Regarding 1: I have no personal comparison regarding SQLite (used MySQL on Win from the beginning and MariaDB on Linux since the migration), so I cannot give you any advice there.

Just one general hint: You need to know the downsides and limitations of the provided docker image. If you are fine with the included https proxy and being limited to have seafile served on the according webroot (/) location, than this is ok.
From my personal opinion, it would have been better to separate server and https proxy image (as this would also have allowed using a general proxy that also targets other services, or serving seafile from non-root location (e.g. /seafile/), etc.

Thank you for your help!

I thought there is only 8.x available on Docker, but now I see there is 9.x version, so it’s a good idea to upgrader to 9.x.

The reason why I want first to migrate to 6.0.7 and then upgrade is trivial: it’s better to split the large task to a smaller ones which you can verify independently.

Btw, I completely agree about the separate container for proxy.

The reason why I want first to migrate to 6.0.7 and then upgrade is trivial: it’s better to split the large task to a smaller ones which you can verify independently.

Understandable. At some point during my migration planning, I got aware of the fact that I would possibly never get my hands on the old server versions in any way and that I had to go with the versions which I had available.

So that’s why I chose to include the minor update 6.0.7-to-6.3.4 with the Win-to-Lin migration in one step.

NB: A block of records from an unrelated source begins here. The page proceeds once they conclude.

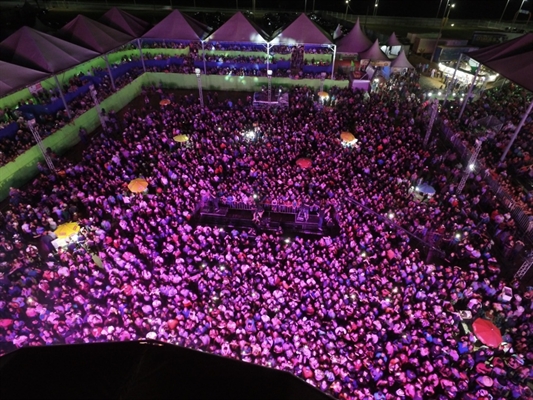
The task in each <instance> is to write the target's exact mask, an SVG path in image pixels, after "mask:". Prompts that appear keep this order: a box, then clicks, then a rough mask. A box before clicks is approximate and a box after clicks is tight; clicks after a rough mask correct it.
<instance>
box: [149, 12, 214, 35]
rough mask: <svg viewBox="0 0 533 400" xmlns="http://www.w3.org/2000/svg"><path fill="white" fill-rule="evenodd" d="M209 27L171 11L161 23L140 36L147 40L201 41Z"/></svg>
mask: <svg viewBox="0 0 533 400" xmlns="http://www.w3.org/2000/svg"><path fill="white" fill-rule="evenodd" d="M209 30H210V29H209V27H207V26H206V25H204V24H202V23H201V22H199V21H197V20H195V19H194V18H192V17H189V16H188V15H185V14H182V13H181V12H180V11H178V10H173V11H172V12H171V13H170V14H168V15H167V16H166V17H165V18H163V20H162V21H161V22H159V23H158V24H157V25H156V26H154V27H153V28H152V29H150V30H149V31H148V32H146V33H145V34H144V35H142V37H143V38H148V39H169V40H202V39H204V38H205V37H206V36H207V34H208V32H209Z"/></svg>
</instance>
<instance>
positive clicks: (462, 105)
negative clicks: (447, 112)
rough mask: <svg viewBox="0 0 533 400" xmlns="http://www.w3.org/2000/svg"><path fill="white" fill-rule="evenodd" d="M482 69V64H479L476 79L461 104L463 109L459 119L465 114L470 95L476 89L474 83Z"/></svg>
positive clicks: (473, 82) (472, 82)
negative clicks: (479, 70) (481, 66)
mask: <svg viewBox="0 0 533 400" xmlns="http://www.w3.org/2000/svg"><path fill="white" fill-rule="evenodd" d="M480 69H481V64H479V66H478V67H477V70H476V74H475V75H474V79H472V84H471V85H470V87H469V88H468V94H467V95H466V98H465V99H464V100H463V105H462V106H461V111H460V112H459V117H458V119H461V117H462V116H463V113H464V111H465V108H466V104H467V103H468V101H469V100H470V96H471V95H472V90H473V89H474V85H475V84H476V80H477V76H478V74H479V70H480Z"/></svg>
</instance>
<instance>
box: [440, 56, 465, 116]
mask: <svg viewBox="0 0 533 400" xmlns="http://www.w3.org/2000/svg"><path fill="white" fill-rule="evenodd" d="M462 59H463V53H461V55H460V56H459V60H458V61H457V64H456V65H455V70H454V71H453V75H452V79H451V81H450V84H449V85H448V86H447V87H446V93H445V94H444V102H443V103H442V107H443V108H444V106H445V105H446V102H447V101H448V96H449V95H450V88H451V87H453V86H454V85H455V75H456V74H457V70H458V69H459V65H461V60H462Z"/></svg>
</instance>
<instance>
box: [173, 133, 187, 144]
mask: <svg viewBox="0 0 533 400" xmlns="http://www.w3.org/2000/svg"><path fill="white" fill-rule="evenodd" d="M173 139H174V141H175V142H178V143H184V142H186V141H187V140H189V137H188V136H187V135H176V136H174V137H173Z"/></svg>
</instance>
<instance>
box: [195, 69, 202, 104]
mask: <svg viewBox="0 0 533 400" xmlns="http://www.w3.org/2000/svg"><path fill="white" fill-rule="evenodd" d="M194 73H195V74H196V79H197V80H198V97H199V98H200V105H201V106H202V108H203V107H204V94H203V92H202V71H201V70H200V68H195V70H194Z"/></svg>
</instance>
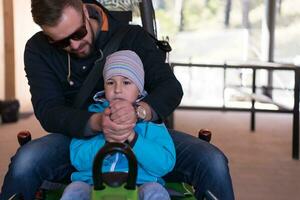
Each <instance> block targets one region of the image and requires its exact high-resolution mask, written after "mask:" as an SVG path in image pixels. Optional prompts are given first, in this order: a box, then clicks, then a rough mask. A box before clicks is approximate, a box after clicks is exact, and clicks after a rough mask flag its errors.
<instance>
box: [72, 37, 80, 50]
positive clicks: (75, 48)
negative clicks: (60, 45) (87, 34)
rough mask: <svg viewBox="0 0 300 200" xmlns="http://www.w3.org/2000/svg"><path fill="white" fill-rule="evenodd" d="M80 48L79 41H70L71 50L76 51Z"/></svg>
mask: <svg viewBox="0 0 300 200" xmlns="http://www.w3.org/2000/svg"><path fill="white" fill-rule="evenodd" d="M79 46H80V41H78V40H72V39H70V47H71V49H72V50H77V49H78V48H79Z"/></svg>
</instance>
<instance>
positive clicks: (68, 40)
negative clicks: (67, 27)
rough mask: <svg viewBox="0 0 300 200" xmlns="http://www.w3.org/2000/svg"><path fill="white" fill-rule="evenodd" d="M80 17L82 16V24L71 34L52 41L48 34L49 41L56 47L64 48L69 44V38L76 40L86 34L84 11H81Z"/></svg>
mask: <svg viewBox="0 0 300 200" xmlns="http://www.w3.org/2000/svg"><path fill="white" fill-rule="evenodd" d="M82 17H83V24H82V25H81V26H80V27H79V28H78V29H77V30H76V31H75V32H74V33H72V34H71V35H69V36H68V37H66V38H64V39H61V40H57V41H53V39H52V38H50V37H49V36H48V39H49V42H50V43H51V44H52V45H54V46H56V47H59V48H66V47H68V46H70V40H76V41H78V40H81V39H82V38H84V37H85V36H86V34H87V29H86V24H85V16H84V13H82Z"/></svg>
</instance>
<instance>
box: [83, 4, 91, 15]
mask: <svg viewBox="0 0 300 200" xmlns="http://www.w3.org/2000/svg"><path fill="white" fill-rule="evenodd" d="M82 9H83V12H84V15H85V17H86V18H90V15H89V11H88V10H87V8H86V5H85V4H83V5H82Z"/></svg>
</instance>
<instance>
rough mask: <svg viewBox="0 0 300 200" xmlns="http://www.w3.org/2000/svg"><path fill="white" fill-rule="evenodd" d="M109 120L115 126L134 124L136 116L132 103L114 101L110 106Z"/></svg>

The difference wasn’t really that much (chose a different package during Linux installation, plus the execution of a few sql scripts) - the biggest part of work were different things that needed to be done anyway. Plus: I was migrating from one system to another, so if something would have failed (anything that really could have was on the new Linux system) I still had my original Win system available in an operational state.

Where to download 6.0.7 for Linux?

So I just found that the old files are still there - at least those were released since the current download location on AWS in use.

The oldest version that can be found there is 6.0.9 (which could also serve here quite good as there are no DB upgrades required from 6.0.7):
https://s3.eu-central-1.amazonaws.com/download.seadrive.org/seafile-server_6.0.9_x86-64.tar.gz
And you can view which files are at that location by simply navigating to:
https://s3.eu-central-1.amazonaws.com/download.seadrive.org/

Wow! Thank you very much!

I will post there when I do migration.